Children from all schools have learnt about advantages of consuming iodized salt
https://www.ipn.md/en/children-from-all-schools-have-learnt-about-advantages-of-consuming-7967_972533.html
About 140,000 children have learnt more about the advantages of consuming iodized salt upon their health, about keeping and using correctly the iodized salt in food. A special lecture “The hour about the iodized salt” was hold on Tuesday, November 11, in all Moldovan schools. The action was unfolded upon the request of the National Center of Scientific and Applied Preventive Medicine, the Ministry of Education and Youth, with the financial support of the UNICEF, Info-Prim Neo reports.
According to the organizers, each pupil from the 1st to the 4th grades received leaflet and a book sign, attractive way and easily memorized. The materials also contain a card that can be cut off, for parents. “We want the information to be understood not only by children, but also by their parents and, thus, to increase the number of families which know about the advantages of the iodized salt and can apply this knowledge in practice,” the Center's deputy director, the Heath Ministry’s main expert in education for health and health promotion, Varfolomei Calmac has said. “We have decided to organize a lecture of this kind in schools, because, the last years, the cancer morbidity and the thyroid gland diseases, especially in children and teenagers, are continuously growing, and this is caused by iodine insufficiency. The same cause increases the risks for pregnancy and for the newborns, mental retardation, backwardness in the physical development of children and other health diseases,” Calmac says.

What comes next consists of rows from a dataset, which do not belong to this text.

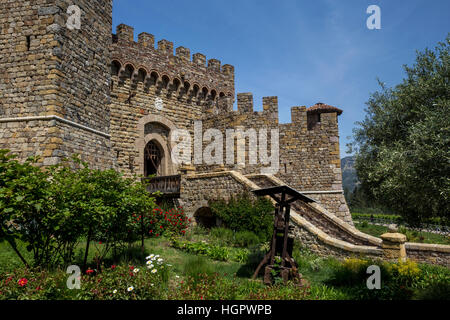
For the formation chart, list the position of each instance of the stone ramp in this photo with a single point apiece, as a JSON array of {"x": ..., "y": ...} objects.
[
  {"x": 315, "y": 227},
  {"x": 335, "y": 237}
]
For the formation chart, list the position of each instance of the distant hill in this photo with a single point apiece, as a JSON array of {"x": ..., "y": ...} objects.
[{"x": 349, "y": 177}]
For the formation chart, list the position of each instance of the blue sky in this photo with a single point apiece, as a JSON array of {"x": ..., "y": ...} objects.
[{"x": 301, "y": 51}]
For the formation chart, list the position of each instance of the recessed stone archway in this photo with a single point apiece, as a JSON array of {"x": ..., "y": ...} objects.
[
  {"x": 164, "y": 143},
  {"x": 205, "y": 217}
]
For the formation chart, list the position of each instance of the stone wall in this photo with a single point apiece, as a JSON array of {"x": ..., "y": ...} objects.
[
  {"x": 153, "y": 87},
  {"x": 309, "y": 156},
  {"x": 54, "y": 81},
  {"x": 315, "y": 228}
]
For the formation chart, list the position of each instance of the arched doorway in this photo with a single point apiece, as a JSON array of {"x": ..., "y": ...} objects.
[
  {"x": 205, "y": 217},
  {"x": 153, "y": 159}
]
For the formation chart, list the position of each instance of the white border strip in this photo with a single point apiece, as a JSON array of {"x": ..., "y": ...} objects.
[
  {"x": 53, "y": 117},
  {"x": 322, "y": 192}
]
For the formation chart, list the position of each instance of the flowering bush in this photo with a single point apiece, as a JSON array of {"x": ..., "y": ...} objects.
[
  {"x": 52, "y": 210},
  {"x": 172, "y": 222},
  {"x": 128, "y": 282},
  {"x": 123, "y": 282}
]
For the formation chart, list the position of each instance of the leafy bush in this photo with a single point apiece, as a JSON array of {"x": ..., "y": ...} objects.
[
  {"x": 158, "y": 222},
  {"x": 197, "y": 265},
  {"x": 212, "y": 251},
  {"x": 401, "y": 280},
  {"x": 122, "y": 282},
  {"x": 246, "y": 239},
  {"x": 246, "y": 214},
  {"x": 224, "y": 235},
  {"x": 52, "y": 210}
]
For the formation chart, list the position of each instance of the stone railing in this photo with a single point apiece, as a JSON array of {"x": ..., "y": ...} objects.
[{"x": 316, "y": 228}]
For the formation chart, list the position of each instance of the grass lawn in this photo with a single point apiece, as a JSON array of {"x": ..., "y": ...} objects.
[
  {"x": 413, "y": 236},
  {"x": 235, "y": 276}
]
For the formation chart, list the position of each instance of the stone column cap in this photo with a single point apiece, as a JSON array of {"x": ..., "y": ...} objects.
[{"x": 394, "y": 237}]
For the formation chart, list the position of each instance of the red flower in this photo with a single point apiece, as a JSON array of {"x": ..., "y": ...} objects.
[{"x": 22, "y": 282}]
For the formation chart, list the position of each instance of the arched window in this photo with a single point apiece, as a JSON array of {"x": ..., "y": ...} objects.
[{"x": 153, "y": 155}]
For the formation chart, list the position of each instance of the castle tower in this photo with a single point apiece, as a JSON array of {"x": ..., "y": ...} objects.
[{"x": 54, "y": 79}]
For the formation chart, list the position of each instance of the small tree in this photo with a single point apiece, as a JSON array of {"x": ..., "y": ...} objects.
[{"x": 403, "y": 144}]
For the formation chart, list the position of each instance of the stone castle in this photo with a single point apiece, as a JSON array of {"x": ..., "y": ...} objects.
[{"x": 116, "y": 102}]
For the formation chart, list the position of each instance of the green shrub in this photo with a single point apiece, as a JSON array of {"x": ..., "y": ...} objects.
[
  {"x": 123, "y": 282},
  {"x": 246, "y": 239},
  {"x": 52, "y": 210},
  {"x": 246, "y": 214},
  {"x": 195, "y": 266},
  {"x": 222, "y": 235}
]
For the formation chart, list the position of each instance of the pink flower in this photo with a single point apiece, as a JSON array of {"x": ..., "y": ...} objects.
[{"x": 22, "y": 282}]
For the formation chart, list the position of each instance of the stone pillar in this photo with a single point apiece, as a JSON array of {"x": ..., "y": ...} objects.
[{"x": 393, "y": 246}]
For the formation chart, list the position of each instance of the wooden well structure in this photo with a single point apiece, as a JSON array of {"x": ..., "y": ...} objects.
[{"x": 282, "y": 243}]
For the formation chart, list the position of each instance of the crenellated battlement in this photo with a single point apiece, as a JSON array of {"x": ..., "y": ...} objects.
[
  {"x": 209, "y": 74},
  {"x": 318, "y": 117}
]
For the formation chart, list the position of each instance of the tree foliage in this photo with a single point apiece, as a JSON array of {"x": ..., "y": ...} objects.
[{"x": 403, "y": 157}]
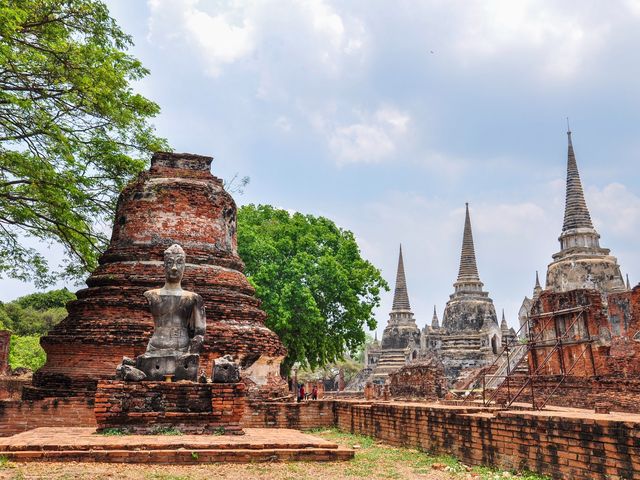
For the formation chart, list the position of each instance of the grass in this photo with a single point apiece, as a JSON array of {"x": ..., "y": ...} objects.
[
  {"x": 167, "y": 431},
  {"x": 113, "y": 432},
  {"x": 373, "y": 460},
  {"x": 376, "y": 460}
]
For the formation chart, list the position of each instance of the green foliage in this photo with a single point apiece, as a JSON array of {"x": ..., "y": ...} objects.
[
  {"x": 167, "y": 431},
  {"x": 46, "y": 300},
  {"x": 35, "y": 314},
  {"x": 113, "y": 432},
  {"x": 26, "y": 352},
  {"x": 72, "y": 131},
  {"x": 316, "y": 289}
]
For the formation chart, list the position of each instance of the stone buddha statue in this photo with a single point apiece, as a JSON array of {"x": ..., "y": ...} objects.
[{"x": 179, "y": 328}]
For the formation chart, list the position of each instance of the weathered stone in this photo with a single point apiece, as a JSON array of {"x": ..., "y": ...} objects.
[
  {"x": 130, "y": 374},
  {"x": 5, "y": 339},
  {"x": 180, "y": 321},
  {"x": 581, "y": 262},
  {"x": 470, "y": 336},
  {"x": 225, "y": 370},
  {"x": 176, "y": 201}
]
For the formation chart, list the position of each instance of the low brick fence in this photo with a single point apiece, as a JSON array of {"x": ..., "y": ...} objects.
[{"x": 565, "y": 445}]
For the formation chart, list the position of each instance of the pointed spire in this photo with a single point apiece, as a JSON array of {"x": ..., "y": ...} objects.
[
  {"x": 503, "y": 323},
  {"x": 576, "y": 213},
  {"x": 435, "y": 323},
  {"x": 468, "y": 267},
  {"x": 400, "y": 296}
]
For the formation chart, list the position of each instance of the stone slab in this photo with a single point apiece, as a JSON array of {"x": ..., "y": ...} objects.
[{"x": 85, "y": 445}]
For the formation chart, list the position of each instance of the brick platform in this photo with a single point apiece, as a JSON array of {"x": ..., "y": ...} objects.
[
  {"x": 84, "y": 445},
  {"x": 146, "y": 407}
]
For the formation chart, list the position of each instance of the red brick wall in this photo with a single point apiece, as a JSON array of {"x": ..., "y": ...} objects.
[
  {"x": 189, "y": 407},
  {"x": 5, "y": 338},
  {"x": 562, "y": 446},
  {"x": 575, "y": 445},
  {"x": 19, "y": 416},
  {"x": 613, "y": 393},
  {"x": 614, "y": 352},
  {"x": 303, "y": 415}
]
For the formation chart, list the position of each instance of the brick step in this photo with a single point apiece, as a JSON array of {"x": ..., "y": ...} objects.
[{"x": 184, "y": 456}]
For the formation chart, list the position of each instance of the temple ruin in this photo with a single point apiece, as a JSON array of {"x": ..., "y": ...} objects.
[{"x": 177, "y": 200}]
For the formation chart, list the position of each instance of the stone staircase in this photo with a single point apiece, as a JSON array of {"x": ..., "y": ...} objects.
[{"x": 84, "y": 445}]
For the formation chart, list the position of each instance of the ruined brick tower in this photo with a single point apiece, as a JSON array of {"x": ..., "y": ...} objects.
[
  {"x": 581, "y": 262},
  {"x": 176, "y": 201}
]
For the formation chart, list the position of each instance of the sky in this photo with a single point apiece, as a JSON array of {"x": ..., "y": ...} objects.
[{"x": 386, "y": 117}]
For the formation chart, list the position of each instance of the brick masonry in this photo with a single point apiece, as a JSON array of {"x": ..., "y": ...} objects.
[
  {"x": 19, "y": 416},
  {"x": 563, "y": 444},
  {"x": 146, "y": 407},
  {"x": 176, "y": 201},
  {"x": 5, "y": 339},
  {"x": 423, "y": 379},
  {"x": 600, "y": 352}
]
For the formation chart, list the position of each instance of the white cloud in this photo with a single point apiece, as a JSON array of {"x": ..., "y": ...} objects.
[
  {"x": 554, "y": 40},
  {"x": 283, "y": 124},
  {"x": 615, "y": 209},
  {"x": 370, "y": 140},
  {"x": 307, "y": 31}
]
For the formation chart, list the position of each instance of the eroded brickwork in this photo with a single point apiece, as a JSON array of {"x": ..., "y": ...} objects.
[
  {"x": 146, "y": 407},
  {"x": 176, "y": 201},
  {"x": 424, "y": 379},
  {"x": 19, "y": 416},
  {"x": 5, "y": 339}
]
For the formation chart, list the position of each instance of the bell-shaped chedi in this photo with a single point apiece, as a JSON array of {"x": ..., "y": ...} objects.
[
  {"x": 581, "y": 262},
  {"x": 176, "y": 201}
]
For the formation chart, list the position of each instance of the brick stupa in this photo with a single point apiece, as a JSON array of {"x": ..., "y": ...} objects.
[{"x": 177, "y": 200}]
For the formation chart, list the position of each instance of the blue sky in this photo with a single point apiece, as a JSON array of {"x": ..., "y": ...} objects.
[{"x": 388, "y": 116}]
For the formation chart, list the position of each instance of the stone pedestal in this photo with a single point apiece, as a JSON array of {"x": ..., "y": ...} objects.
[{"x": 150, "y": 407}]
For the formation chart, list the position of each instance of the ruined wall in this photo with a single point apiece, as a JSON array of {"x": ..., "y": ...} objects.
[
  {"x": 5, "y": 339},
  {"x": 613, "y": 327},
  {"x": 576, "y": 445},
  {"x": 176, "y": 201},
  {"x": 145, "y": 407},
  {"x": 423, "y": 379},
  {"x": 18, "y": 415},
  {"x": 303, "y": 416},
  {"x": 610, "y": 393},
  {"x": 580, "y": 447}
]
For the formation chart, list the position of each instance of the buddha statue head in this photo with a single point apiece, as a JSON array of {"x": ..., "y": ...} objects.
[{"x": 174, "y": 260}]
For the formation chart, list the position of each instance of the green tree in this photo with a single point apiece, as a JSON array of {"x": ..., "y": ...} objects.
[
  {"x": 46, "y": 300},
  {"x": 316, "y": 289},
  {"x": 72, "y": 130},
  {"x": 26, "y": 352},
  {"x": 37, "y": 313}
]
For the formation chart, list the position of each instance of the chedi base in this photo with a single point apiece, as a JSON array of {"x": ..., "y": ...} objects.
[{"x": 151, "y": 408}]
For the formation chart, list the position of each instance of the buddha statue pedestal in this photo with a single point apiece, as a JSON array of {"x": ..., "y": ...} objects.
[
  {"x": 150, "y": 408},
  {"x": 157, "y": 391}
]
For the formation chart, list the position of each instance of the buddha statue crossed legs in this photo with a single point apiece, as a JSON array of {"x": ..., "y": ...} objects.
[{"x": 179, "y": 328}]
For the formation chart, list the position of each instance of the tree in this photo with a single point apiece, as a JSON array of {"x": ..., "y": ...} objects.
[
  {"x": 316, "y": 289},
  {"x": 35, "y": 314},
  {"x": 46, "y": 300},
  {"x": 72, "y": 131},
  {"x": 26, "y": 352}
]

According to UNICEF data, compiled jointly with the Health Ministry and Preventive Medicine Center, in 2000 only 32% of Moldovans consumed iodized salt, as in 2005 this figure doubled to 59.8%.
“In order to prevent the intellectual and health diseases of children because of the lack of iodine in food, it is necessary that 90% of the population use iodized salt. The countries that reached this figure have entirely eradicated this problem,” the coordinator of the program “Equal Access to Quality Services” of UNICEF Moldova, Svetlana Stefanet, says. “A daily use of iodized salt is the cheapest and most efficient way to avoid the diseases.”
The lack of iodine in food is the primary cause for the retardation and mental deficiencies, having the most harmful impact on the fetus’ brain and on children in their first years. The lack of iodine raises the rate of stillbirths, the probability of pregnancy problems or even the loss of pregnancy.
In Moldova, a country where the soil and water contain little iodine, promoting the use of the iodized salt is a priority, as about 30% of the 6-24-month-old children are exposed to the risk of backwardness in the brain development because of the lack of iodine.
For this purpose, the Government has approved the National Program of eradicating diseases caused by the lack of iodine, till 2010. The document provides for importing not only iodized salt from March 1, 2007, but also for increasing the rate of using iodized salt in food by families to 90% and spreading its use in all branches of the food industry beginning with 2009. Presently, the Institute of Food Technologies jointly with the UNICEF are testing the opportunity of using iodized salt in preparing canned goods and cheese.